Le 16 Janvier, les Etats-Unis indique qu’ils présenteront une contestation formelle contre les cyber attaques menées sur Google.
Le 21 Janvier, la Chine estime que sa dispute ne doit pas être liée aux relations américaines. Le même jour, la secrétaire d’Etat américaine, Hillary Clinton prononce un discours dans lequel elle fait état d’un ‘rideau de l’information’, image du Rideau de Fer qui séparait le monde communiste du ‘monde libre’ jusqu’à la chute du bloc soviétique. Elle exhorte les autorités chinoises à ‘mener une investigation complète des cyber intrusions’ et demande aux sociétés et aux gouvernements de refuser de supporter ‘une censure politiquement motivée’.
Le 22 Janvier, la Chine, par le biais d’un conseiller auprès du Ministère de l’Industrie et de la Technologie de l’Information déclare que les accusations américaines ‘que le gouvernement chinois aurait participé à une cyber attaque sont sans fondement’. Pékin ajoute ‘cela est nuisible aux relations sino-américaines’.
Le 25 Janvier, un officiel chinois haut gradé déclare : ‘la Chine à tous les droits de punir les citoyens qui confrontent le Parti Communiste au pouvoir et critique les politiques ethniques’.
Le 25 Janvier, de l’autre côté du globe, la Coalition du Premier Amendement, un groupe à but non lucratif de défense de la liberté d’expression accuse la Chine de ne pas respecter les accords de l’Organisation Mondiale du Commerce qu’elle a ratifié en 2001 et dans lequel elle s’engage a donner un accès illimité et un traitement égal au sociétés étrangères.
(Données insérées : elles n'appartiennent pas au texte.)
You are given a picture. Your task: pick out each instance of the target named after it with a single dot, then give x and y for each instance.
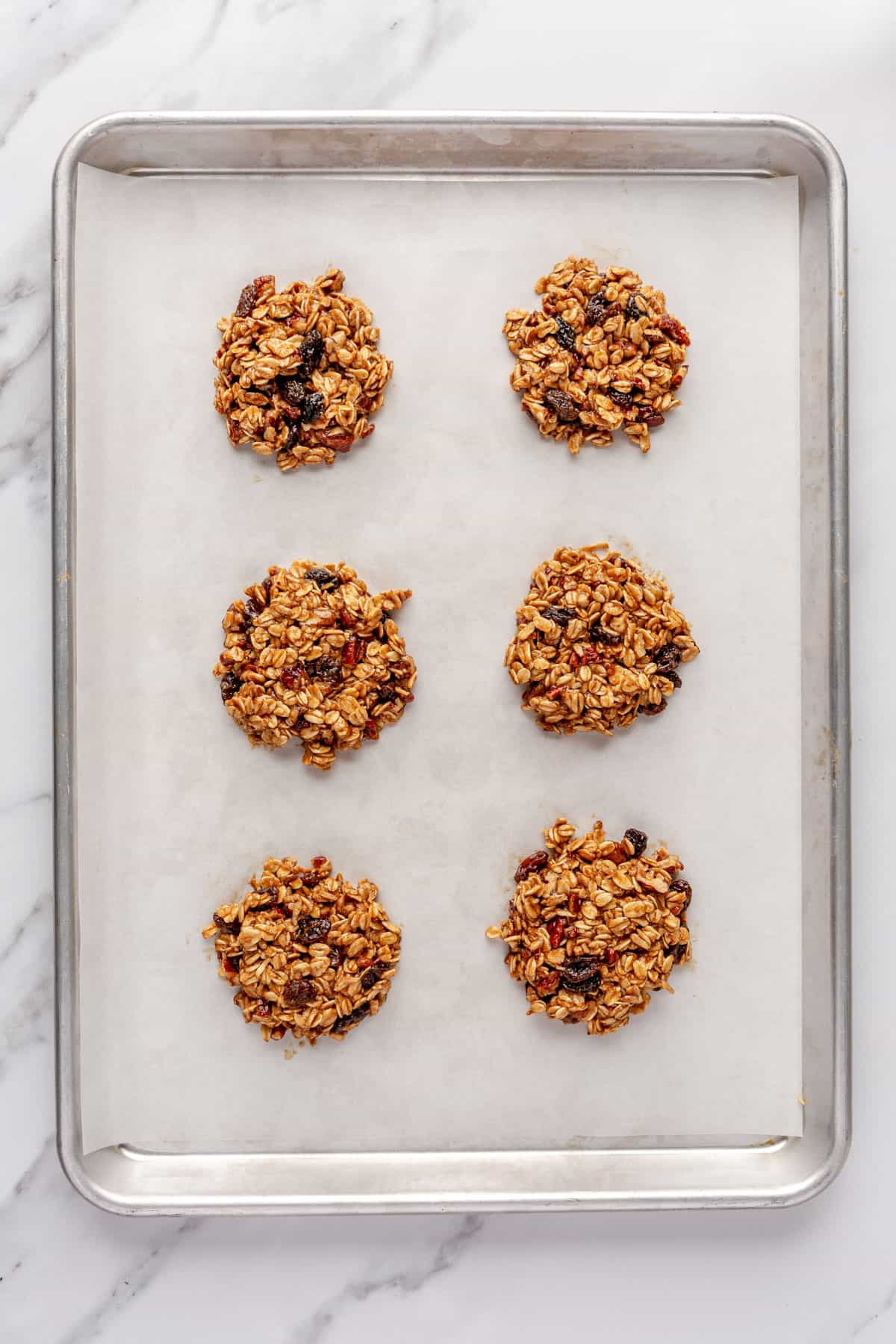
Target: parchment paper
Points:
(458, 497)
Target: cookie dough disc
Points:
(595, 927)
(309, 653)
(601, 354)
(300, 373)
(598, 643)
(307, 951)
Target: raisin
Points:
(290, 389)
(312, 930)
(547, 984)
(556, 930)
(326, 670)
(247, 300)
(672, 327)
(638, 841)
(324, 578)
(652, 710)
(354, 652)
(352, 1018)
(300, 994)
(667, 659)
(312, 349)
(561, 405)
(600, 636)
(230, 685)
(684, 887)
(534, 863)
(600, 312)
(564, 335)
(559, 615)
(582, 974)
(314, 406)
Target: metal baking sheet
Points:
(423, 147)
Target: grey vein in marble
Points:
(403, 1283)
(132, 1284)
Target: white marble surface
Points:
(824, 1273)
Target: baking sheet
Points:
(458, 497)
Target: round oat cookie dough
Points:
(598, 643)
(300, 373)
(595, 927)
(602, 354)
(309, 653)
(307, 951)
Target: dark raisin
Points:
(652, 710)
(600, 312)
(354, 651)
(230, 685)
(352, 1018)
(682, 886)
(564, 335)
(667, 659)
(324, 578)
(638, 840)
(559, 615)
(582, 974)
(312, 930)
(247, 300)
(300, 994)
(326, 670)
(290, 389)
(561, 405)
(311, 349)
(314, 406)
(600, 636)
(534, 863)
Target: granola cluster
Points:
(309, 653)
(595, 927)
(307, 951)
(602, 354)
(598, 643)
(299, 370)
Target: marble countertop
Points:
(818, 1275)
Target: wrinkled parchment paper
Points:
(458, 497)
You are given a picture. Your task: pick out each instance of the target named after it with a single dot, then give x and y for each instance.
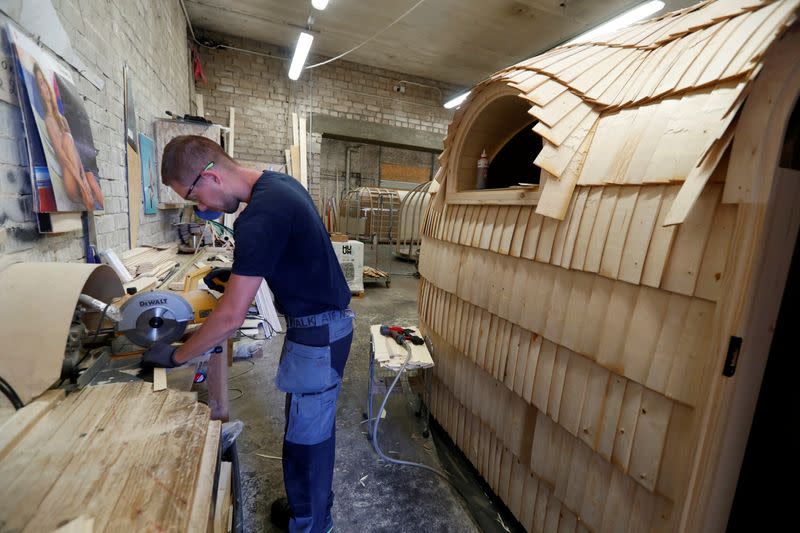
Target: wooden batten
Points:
(579, 326)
Selon le groupe, ‘les Etats-Unis peuvent argumentés auprès de l’OMC que le Great Firewall, l’un des système de censures, est une contrainte illégale aux accords commerciaux car il empêche les sociétés étrangères d’être compétitives’.
Le 26 Janvier, le fondateur de Microsoft, Bill Gates, intervient dans la controverse et déclare à un journaliste d'ABC : 'le rôle d'Internet est très positif dans tous les pays car il permet aux gens de s'exprimer de façons nouvelle. Heureusement, les efforts des Chinois pour censurer Internet sont très limités. Il est facile de les contourner'. Il souligne par ailleurs que les États appliquent des politiques différentes en matière de censure, prenant pour exemple le fait que l'Allemagne interdit la propagande nazie alors qu'elle est autorisée aux Etats-Unis au nom de la liberté d'expression. 'Il faut décider si l'on veut obéir aux lois des pays où l'on est présent ou pas. Et si la réponse est non, alors il faut peut-être arrêter d'y être présent'.
Digne d'un feuilleton télévisé, la saga Google vs. les autorités chinoises est aujourd'hui au centre des débats mais également au coeur des attentes de quelques 400 millions d'internautes chinois.